But the problem with Bruce was, and this had taken Becca two years to really figure out, to really fully understand, was his drug use, opioids, specifically, but other shit too, pretty much everything else also. It was a real problem in a marriage, particularly if one person used and the other didn’t because if one didn’t, the other felt it necessary to lie a lot, like, a lot a lot, like almost all of the time, like to the point where almost nothing that person said was true or could be counted on to be true, to the point at which everything that person said had to be discounted as lies, and it was just hard if not impossible to have a marriage like that, blizzarded with lies.
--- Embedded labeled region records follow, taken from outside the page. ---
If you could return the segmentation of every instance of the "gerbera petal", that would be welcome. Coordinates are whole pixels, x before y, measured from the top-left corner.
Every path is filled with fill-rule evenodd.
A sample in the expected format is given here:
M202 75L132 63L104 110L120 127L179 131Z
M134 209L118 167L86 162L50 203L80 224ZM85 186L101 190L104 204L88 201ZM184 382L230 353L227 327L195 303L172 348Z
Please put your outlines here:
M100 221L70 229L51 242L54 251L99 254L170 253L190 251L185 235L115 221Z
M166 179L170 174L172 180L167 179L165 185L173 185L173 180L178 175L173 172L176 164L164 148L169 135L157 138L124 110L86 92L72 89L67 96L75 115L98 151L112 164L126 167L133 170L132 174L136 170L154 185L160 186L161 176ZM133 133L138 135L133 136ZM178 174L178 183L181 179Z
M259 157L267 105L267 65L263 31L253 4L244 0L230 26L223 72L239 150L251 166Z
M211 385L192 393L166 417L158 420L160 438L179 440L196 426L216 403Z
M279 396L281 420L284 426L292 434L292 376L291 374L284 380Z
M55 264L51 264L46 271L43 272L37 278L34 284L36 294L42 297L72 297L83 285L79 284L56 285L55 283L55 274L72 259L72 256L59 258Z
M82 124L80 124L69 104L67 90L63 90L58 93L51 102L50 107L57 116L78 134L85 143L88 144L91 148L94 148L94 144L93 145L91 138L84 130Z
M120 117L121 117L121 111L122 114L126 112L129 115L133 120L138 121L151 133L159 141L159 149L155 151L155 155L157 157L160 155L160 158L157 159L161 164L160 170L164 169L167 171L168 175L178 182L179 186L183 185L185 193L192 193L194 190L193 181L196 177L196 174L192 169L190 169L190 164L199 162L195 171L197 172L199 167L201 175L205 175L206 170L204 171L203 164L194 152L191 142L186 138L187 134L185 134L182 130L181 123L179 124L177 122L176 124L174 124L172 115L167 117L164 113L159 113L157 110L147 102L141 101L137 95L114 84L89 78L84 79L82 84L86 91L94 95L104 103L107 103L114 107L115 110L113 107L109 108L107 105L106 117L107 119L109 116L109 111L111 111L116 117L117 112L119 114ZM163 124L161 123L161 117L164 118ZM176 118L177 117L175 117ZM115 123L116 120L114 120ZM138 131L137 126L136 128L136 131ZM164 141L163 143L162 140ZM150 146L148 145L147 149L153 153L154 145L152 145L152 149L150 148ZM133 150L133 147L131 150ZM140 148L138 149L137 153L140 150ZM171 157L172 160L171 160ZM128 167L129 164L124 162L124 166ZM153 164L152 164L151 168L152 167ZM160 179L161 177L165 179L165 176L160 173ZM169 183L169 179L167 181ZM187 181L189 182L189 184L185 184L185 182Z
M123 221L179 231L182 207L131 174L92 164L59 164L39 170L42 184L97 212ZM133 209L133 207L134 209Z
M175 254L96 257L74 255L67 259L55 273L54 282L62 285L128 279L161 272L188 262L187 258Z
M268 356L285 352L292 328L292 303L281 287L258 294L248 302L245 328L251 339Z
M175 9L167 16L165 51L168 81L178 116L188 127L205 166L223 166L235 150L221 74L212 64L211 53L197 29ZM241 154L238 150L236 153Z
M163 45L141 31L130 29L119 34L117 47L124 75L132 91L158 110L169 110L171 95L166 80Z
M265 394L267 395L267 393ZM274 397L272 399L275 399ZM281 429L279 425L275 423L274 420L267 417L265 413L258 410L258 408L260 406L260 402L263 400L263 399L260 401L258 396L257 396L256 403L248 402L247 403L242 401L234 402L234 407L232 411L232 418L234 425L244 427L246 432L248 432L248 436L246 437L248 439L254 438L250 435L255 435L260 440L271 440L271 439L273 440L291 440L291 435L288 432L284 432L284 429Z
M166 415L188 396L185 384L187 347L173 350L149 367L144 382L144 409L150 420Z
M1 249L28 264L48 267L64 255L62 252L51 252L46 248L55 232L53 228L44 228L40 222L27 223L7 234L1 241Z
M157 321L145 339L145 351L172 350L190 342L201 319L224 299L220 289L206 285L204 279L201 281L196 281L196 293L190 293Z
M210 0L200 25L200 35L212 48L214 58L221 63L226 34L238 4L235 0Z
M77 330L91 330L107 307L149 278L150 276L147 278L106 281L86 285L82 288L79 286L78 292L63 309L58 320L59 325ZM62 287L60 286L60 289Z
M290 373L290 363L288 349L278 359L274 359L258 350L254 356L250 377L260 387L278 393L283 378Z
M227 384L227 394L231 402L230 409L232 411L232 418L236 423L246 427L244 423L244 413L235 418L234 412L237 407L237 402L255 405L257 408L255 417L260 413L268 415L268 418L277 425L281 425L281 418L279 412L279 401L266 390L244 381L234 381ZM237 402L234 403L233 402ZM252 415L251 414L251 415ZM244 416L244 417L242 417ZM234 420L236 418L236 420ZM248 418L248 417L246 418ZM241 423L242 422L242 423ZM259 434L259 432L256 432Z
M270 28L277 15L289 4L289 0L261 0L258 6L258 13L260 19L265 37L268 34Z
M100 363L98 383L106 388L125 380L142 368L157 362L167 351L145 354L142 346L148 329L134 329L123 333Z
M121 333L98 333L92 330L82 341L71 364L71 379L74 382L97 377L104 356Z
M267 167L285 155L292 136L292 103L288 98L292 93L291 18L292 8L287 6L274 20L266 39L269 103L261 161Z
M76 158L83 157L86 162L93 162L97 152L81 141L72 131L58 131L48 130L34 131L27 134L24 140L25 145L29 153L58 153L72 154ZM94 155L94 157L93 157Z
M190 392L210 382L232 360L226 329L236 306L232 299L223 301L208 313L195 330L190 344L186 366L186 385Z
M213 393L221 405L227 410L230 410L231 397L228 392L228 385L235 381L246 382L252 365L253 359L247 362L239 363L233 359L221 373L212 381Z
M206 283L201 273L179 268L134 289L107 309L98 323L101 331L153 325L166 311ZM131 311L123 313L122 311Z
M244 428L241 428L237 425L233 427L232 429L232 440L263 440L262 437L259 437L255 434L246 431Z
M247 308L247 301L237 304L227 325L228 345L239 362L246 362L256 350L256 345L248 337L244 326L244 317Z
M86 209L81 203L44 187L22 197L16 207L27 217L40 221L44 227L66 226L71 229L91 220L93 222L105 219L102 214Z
Though Becca did, and this was the heartbreaking thing, love Bruce, loved him more maybe than she’d ever loved any man ever, or maybe it just felt that way, probably in part because, yes, he and the relationship reminded her of her mother, of her trauma bond with her mother, and yes maybe this is what she had felt was missing in her marriage to Ernie, in some unhealthy way, she may have attributed the lack of a trauma bond to the lack of passion, the inevidence of love. Anyway, it didn’t much matter because the end result was she couldn’t live with Bruce.

The end result was here she was living alone again in a house in her home state, Ohio. Not yet divorced again, estranged. And maybe she would be forever. She didn’t really know.

She’d been trying to focus on her writing again. Trying to make something of it again. Finally, eight years after the whole essay controversy, cancellation, whatever.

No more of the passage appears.